Segundo o professor de economia do Ibmec-RJ Thiago Moraes Moreira, a desvalorização do câmbio é uma das principais razões para a inflação estar se espalhando. É que existem muitos produtos que sofrem impacto da alta do dólar, direta ou indiretamente: desde a farinha de trigo, que define o preço do pão francês, até a gasolina, que afeta o custo de muitas indústrias. Esses produtos são chamados de “comercializáveis”. O conjunto desses itens que ajudam a compor o IPCA subiu 1,07% em novembro e 1,19% em dezembro – justamente o período em que a discussão sobre a política fiscal esquentou e o dólar superou a marca dos R$ 6,00.

“É natural que a difusão da inflação esteja mais alta, porque a alta do dólar impacta toda uma cadeia produtiva”, explica Moreira.

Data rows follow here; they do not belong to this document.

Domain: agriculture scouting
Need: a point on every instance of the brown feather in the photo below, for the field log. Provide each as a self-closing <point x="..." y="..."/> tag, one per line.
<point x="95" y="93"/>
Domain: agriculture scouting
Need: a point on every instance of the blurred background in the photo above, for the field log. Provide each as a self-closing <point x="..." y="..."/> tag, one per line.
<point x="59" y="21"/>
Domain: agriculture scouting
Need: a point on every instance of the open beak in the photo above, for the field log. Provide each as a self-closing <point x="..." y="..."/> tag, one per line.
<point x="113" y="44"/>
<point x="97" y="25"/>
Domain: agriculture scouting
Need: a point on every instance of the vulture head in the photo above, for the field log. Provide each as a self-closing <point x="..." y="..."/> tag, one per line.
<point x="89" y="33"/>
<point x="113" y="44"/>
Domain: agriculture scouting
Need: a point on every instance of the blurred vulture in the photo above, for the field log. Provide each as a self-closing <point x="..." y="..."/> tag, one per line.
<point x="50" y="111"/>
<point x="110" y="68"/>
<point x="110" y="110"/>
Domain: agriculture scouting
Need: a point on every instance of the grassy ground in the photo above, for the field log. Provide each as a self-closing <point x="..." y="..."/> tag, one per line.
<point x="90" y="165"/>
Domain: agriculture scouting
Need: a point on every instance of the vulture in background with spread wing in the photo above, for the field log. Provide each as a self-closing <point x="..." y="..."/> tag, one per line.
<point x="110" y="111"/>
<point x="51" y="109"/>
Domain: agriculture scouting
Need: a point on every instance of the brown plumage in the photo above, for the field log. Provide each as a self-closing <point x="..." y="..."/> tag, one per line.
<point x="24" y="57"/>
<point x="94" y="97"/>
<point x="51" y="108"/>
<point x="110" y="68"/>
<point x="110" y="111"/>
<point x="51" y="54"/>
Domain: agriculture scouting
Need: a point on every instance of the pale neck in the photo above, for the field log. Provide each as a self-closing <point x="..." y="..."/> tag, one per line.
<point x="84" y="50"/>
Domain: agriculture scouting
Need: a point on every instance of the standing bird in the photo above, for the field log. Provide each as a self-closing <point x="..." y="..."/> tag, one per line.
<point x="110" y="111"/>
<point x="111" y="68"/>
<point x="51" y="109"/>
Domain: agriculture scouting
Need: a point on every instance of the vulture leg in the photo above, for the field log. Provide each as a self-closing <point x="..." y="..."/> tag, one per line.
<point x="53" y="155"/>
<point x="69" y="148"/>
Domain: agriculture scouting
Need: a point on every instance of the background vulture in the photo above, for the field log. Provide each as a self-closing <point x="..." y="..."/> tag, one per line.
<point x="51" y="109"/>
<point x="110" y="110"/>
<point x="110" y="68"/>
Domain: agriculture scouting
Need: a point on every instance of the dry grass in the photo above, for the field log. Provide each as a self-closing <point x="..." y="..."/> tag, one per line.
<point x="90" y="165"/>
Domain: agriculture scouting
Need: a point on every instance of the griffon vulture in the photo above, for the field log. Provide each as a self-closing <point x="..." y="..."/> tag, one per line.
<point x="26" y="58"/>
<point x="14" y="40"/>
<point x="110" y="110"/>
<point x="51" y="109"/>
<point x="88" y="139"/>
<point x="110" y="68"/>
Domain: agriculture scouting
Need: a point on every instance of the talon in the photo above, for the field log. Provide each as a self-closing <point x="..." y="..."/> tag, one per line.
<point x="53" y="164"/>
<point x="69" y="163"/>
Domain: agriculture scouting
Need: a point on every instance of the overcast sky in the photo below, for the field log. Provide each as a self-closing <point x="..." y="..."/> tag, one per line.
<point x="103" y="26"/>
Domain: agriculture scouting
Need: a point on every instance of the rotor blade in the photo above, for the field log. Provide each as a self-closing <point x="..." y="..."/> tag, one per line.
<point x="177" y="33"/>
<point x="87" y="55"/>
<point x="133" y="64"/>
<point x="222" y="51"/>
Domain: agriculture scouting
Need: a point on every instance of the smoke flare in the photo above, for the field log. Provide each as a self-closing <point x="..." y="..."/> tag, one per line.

O índice de difusão mais não é, necessariamente, um sinal de que a inflação saiu de controle, explica o pesquisador do Instituto Brasileiro de Economia da FGV (FGV/Ibre) André Braz. Tanto o fim como o início do ano são períodos marcados por aumentos de vários gastos, como o IPVA, mensalidade escolar, refeição fora de casa e tarifas de transporte.

O problema é que a alta do dólar deve fazer com que outros itens também subam. E isso pode manter a inflação espalhada por mais tempo. Braz diz que, em geral, o índice de difusão volta para um patamar próximo de 50% entre fevereiro e março. Mas, desta vez, é provável que essa normalização leve mais tempo. “Cerca de 30% da inflação em 2024 ficou concentrada em alimentos. Este ano, com essa alta abrupta do dólar, mais coisas devem subir”, explica.

É difícil afirmar que o dólar chegou ao seu pico – o câmbio é considerada a variável mais difícil de prever pelos economistas. De todo modo, dá para dizer que o mais provável é que ele não vai repetir o mesmo desempenho de 2024, quando o dólar subiu 27% em relação ao real. Isso significa que, ainda que os preços dos produtos comercializáveis se acomodem em um patamar mais alto, eles tendem a não subir tanto. Mas isso não elimina os riscos de a inflação continuar subindo.

Moreira explica que a economia brasileira é muito indexada. Isso significa que tem muita coisa no Brasil que é reajustada automaticamente por um determinado índice de inflação. É o caso dos aluguéis: a maioria dos contratos é corrigida todo ano de acordo com a variação do IGP-M, índice de inflação calculado pela FGV, que subiu 6,54% em 2024.

O IGP-M tem outra peculiaridade. Ele é calculado a partir da consolidação de três subindices: o de preços ao consumidor (IPC), o de preços da construção civil (INCC) e o de preços ao atacado (IPA). O IPA, que subiu 7,23% no ano passado, capta a variação, por exemplo, de preços dos insumos usados pelas indústrias. Esse aumento de custo no setor produtivo deve chegar em algum momento, portanto, ao consumidor.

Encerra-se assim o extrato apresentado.